(E. Menghi) – Di Francesco come Capello, la Roma di oggi come la Roma dello scudetto. Lo dicono i numeri: quindici punti in sei giornate di campionato, frutto di cinque vittorie ed una sola sconfitta, contro l’Inter. Il copione è identico, persino il ko con i nerazzurri coincide, ma allora era la quarta giornata e si giocava a novembre, a Milano, e a segno andarono Sukur e Recoba. Stessa differenza reti nel match di quest’anno, al secondo turno, con la doppietta di Icardi e la rete di Vecino dopo il gol di Dzeko. La grande differenza sta nel come è cominciato tutto, nella diffidenza iniziale nei confronti di Eusebio e dell’imperativo del 4-3-3, che poi si è dimostrato più malleabile. Lo scetticismo dopo un avvio incerto con la vittoria sofferta di Bergamo e il tracollo contro Spalletti è servito a nascondere una delle pretendenti al titolo. Nonostante i fatti dicano chiaramente che la Roma c’è, e forse non se n’era mai andata. È il secondo miglior inizio dell’era americana, il primato resta quello delle 10 vittorie di fila al primo anno di Garcia nella stagione 2013-14. Luis Enrique aveva «debuttato» con 8 punti in 6 gare, idem lo Zeman 2.0, Spalletti l’anno scorso ne aveva messi da parte 10, eppure a maggio scriveva il record di punti del club. Nella seconda stagione dell’attuale allenatore del Marsiglia il ritmo era uguale a questo e l’unico intoppo era stato il ko con la Juve.
Per Di Francesco è uno score eccezionale, in carriera ha fatto meglio solo in B però: 16 punti col Sassuolo nel 2012-13. Ma con gli emiliani in A non è mai riuscito a ripetere quei numeri e si è fermato a 12. Tempi diversi, in cui lottava per la sopravvivenza nella massima serie e si è tolto belle soddisfazioni comunque, arrivando a giocare in Europa. Alla prima esperienza in una big le pressioni non l’hanno abbattuto, anzi. E nessuno dei suoi colleghi ha saputo fare lo stesso al momento del grande salto: Allegri, nel 2010-2011, fece 11 punti col Milan (senza giocare nemmeno un big match), Sarri ne collezionò 9 col Napoli il primo anno, e pure Spalletti ai tempi del trasloco da Udine a Roma non se la cavò bene con 8 punti nelle prime 6 e un caso Cassano pronto ad esplodere. Conte si lasciò alle spalle il Siena iniziando così così con la Juventus, portata poi al trionfo: 12 punti. Eusebio batte tutti. E’ entrato a far parte di una realtà diversa rispetto alle sue abitudini, un mondo fatto di tournèe e trasferte lunghe da gestire per muscoli consumati dai continui impegni, ma ci ha messo poco a spazzar via le critiche e il campo gli sta dando ragione.
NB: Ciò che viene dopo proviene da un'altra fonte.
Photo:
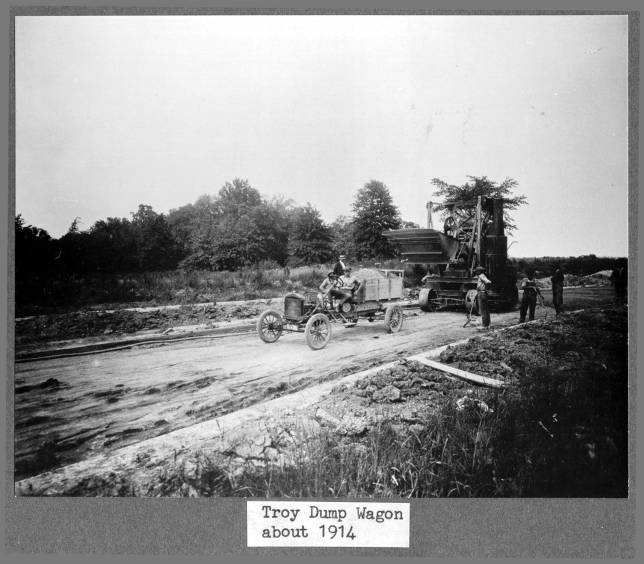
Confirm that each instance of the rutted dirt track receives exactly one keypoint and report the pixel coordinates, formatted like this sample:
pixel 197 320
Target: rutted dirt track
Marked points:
pixel 72 408
pixel 69 409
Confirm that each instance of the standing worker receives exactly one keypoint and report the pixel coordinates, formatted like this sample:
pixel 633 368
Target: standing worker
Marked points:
pixel 482 285
pixel 530 293
pixel 325 288
pixel 339 268
pixel 557 289
pixel 619 280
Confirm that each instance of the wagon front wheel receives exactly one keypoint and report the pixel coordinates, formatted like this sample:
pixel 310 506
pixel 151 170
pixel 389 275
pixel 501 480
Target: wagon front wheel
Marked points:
pixel 317 331
pixel 393 319
pixel 269 326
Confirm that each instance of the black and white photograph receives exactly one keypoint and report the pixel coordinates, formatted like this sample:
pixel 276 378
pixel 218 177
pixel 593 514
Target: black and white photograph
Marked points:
pixel 339 256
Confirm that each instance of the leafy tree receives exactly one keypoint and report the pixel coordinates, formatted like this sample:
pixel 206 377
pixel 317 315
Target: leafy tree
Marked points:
pixel 35 262
pixel 113 245
pixel 310 238
pixel 482 186
pixel 273 220
pixel 237 198
pixel 343 237
pixel 155 246
pixel 374 212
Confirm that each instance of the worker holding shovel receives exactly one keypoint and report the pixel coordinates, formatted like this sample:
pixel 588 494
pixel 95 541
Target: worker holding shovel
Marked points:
pixel 482 285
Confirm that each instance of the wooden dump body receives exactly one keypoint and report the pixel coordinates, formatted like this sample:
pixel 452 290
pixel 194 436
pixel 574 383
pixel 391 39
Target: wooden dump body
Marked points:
pixel 377 287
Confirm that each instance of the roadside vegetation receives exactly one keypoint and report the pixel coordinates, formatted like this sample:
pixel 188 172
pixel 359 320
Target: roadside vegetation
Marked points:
pixel 560 430
pixel 555 433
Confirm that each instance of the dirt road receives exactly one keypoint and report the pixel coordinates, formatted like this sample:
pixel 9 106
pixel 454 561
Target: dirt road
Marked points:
pixel 69 409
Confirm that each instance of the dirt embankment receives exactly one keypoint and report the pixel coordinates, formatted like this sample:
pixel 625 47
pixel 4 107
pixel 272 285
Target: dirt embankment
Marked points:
pixel 106 322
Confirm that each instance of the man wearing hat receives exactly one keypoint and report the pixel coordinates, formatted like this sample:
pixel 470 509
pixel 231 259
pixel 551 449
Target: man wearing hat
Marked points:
pixel 339 267
pixel 482 285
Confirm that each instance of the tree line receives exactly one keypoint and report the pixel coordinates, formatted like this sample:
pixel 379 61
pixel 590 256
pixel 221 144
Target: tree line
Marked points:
pixel 235 228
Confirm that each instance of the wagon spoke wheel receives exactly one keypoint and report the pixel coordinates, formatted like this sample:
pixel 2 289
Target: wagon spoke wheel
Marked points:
pixel 393 319
pixel 317 331
pixel 269 326
pixel 425 298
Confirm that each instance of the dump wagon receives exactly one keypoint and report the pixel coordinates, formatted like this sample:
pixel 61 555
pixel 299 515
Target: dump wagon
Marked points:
pixel 313 314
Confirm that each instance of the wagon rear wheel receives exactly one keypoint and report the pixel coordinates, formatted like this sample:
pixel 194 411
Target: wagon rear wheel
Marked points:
pixel 393 319
pixel 317 331
pixel 269 326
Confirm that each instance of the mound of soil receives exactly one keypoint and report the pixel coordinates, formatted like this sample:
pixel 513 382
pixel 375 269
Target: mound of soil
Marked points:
pixel 92 323
pixel 409 391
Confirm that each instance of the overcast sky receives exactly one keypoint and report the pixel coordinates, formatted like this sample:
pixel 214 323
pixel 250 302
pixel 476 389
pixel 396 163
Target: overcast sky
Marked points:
pixel 115 111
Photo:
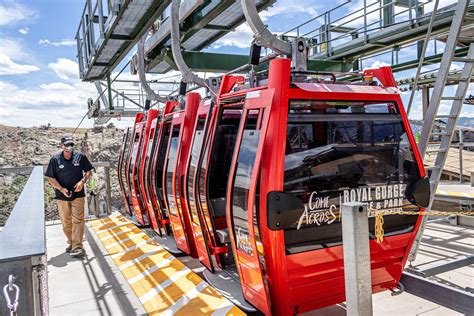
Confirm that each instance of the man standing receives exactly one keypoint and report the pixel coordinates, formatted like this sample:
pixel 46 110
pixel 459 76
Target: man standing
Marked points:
pixel 66 174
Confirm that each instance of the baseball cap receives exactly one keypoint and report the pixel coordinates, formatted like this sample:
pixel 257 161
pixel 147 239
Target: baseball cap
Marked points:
pixel 66 140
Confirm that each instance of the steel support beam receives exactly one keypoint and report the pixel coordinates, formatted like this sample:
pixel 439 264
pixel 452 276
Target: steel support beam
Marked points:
pixel 357 274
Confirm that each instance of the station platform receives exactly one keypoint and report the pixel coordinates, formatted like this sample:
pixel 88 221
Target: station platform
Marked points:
pixel 456 192
pixel 125 272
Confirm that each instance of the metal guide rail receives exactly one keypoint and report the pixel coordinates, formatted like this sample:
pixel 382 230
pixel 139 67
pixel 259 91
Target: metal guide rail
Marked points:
pixel 162 283
pixel 22 253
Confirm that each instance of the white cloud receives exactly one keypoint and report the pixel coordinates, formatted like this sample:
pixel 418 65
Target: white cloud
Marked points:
pixel 59 103
pixel 64 42
pixel 15 12
pixel 14 49
pixel 66 69
pixel 24 30
pixel 9 67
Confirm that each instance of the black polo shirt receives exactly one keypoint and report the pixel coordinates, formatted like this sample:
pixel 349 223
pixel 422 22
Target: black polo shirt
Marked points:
pixel 68 173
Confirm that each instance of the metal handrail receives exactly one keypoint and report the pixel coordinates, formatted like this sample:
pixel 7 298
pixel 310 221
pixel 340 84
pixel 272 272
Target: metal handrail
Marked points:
pixel 15 241
pixel 352 17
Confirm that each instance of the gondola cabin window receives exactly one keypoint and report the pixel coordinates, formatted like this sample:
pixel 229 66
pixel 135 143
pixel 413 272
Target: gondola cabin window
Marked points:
pixel 195 149
pixel 170 169
pixel 339 152
pixel 241 184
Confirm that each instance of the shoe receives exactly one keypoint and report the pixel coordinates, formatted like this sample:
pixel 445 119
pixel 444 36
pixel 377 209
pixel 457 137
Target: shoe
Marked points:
pixel 77 252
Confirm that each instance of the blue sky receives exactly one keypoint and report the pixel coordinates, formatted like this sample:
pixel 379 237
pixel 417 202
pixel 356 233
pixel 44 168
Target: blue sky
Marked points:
pixel 38 70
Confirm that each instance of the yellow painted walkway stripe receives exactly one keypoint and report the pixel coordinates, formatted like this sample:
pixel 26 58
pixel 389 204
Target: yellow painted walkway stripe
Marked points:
pixel 163 284
pixel 454 193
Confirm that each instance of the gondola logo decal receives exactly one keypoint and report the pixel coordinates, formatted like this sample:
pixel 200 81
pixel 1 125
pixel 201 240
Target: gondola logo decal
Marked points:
pixel 243 242
pixel 319 211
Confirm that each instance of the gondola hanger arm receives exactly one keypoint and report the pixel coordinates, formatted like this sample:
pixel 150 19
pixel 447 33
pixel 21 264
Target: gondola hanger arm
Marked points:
pixel 188 75
pixel 150 94
pixel 263 36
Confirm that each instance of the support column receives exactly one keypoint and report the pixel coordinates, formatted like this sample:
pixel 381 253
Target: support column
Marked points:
pixel 425 101
pixel 357 274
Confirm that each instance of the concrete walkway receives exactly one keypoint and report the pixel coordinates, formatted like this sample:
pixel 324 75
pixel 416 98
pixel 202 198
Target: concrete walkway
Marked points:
pixel 95 286
pixel 91 286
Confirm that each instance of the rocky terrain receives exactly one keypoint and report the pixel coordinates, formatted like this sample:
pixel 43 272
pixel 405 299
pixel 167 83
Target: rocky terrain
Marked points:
pixel 34 146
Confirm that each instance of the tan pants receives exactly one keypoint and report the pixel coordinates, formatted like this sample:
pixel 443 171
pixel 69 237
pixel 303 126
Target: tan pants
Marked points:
pixel 72 219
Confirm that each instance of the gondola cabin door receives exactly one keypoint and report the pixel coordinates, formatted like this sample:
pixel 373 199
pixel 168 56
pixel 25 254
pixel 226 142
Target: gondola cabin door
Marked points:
pixel 121 170
pixel 243 198
pixel 180 142
pixel 199 224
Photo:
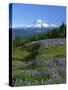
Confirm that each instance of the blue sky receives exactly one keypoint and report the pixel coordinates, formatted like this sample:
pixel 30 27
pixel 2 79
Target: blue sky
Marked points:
pixel 25 14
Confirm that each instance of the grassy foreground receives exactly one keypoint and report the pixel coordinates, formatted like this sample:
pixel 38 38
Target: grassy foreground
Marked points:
pixel 48 67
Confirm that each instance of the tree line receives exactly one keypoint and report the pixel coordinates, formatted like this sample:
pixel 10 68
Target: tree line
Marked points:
pixel 59 32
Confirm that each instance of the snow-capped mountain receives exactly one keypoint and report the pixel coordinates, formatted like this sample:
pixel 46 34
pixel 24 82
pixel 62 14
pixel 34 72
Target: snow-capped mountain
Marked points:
pixel 40 24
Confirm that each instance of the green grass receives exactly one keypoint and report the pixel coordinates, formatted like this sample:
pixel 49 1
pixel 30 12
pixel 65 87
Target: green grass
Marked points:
pixel 19 53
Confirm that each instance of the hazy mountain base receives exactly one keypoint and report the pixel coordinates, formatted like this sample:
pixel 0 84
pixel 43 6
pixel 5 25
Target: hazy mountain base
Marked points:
pixel 47 67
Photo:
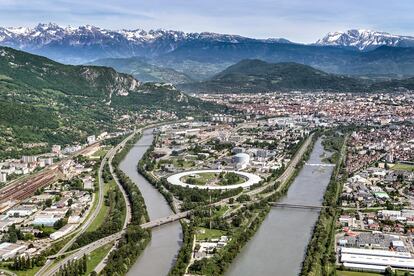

L’esame Milan ha segnato una svolta, perché vincere a San Siro non è facile per nessuno e tra le due piazze difficili è stata la sua a festeggiare al 90’, grazie a una prova di maturità per certi versi sorprendente, perché è cresciuta in poco tempo dopo l’ennesimo cambio in panchina. La squadra sa soffrire, si affida a un bomber di razza, ma non solo. Ha anche un portiere che ha saputo aspettare il suo momento e quando è uscito fuori dalla seconda fila è subito diventato un protagonista. Tre «clean sheet» (porta inviolata in trasferta) lontano dall’Olimpico non si vedevano dai tempi di Garcia, nel 2013. Alla faccia della difesa colabrodo che si temeva di vedere dopo gli imbarazzi estivi, come il 4-1 col Celta Vigo. «È presto – ha dichiarato a una cena di beneficenza a Piacenza – per parlare di scudetto ma stiamo trovando la strada giusta». E a Di Francesco manca ancora qualche pezzo per avere il quadro completo: con Karsdorp, Schick e i recuperi degli altri acciaccati, sarà difficile «snobbare» questa Roma.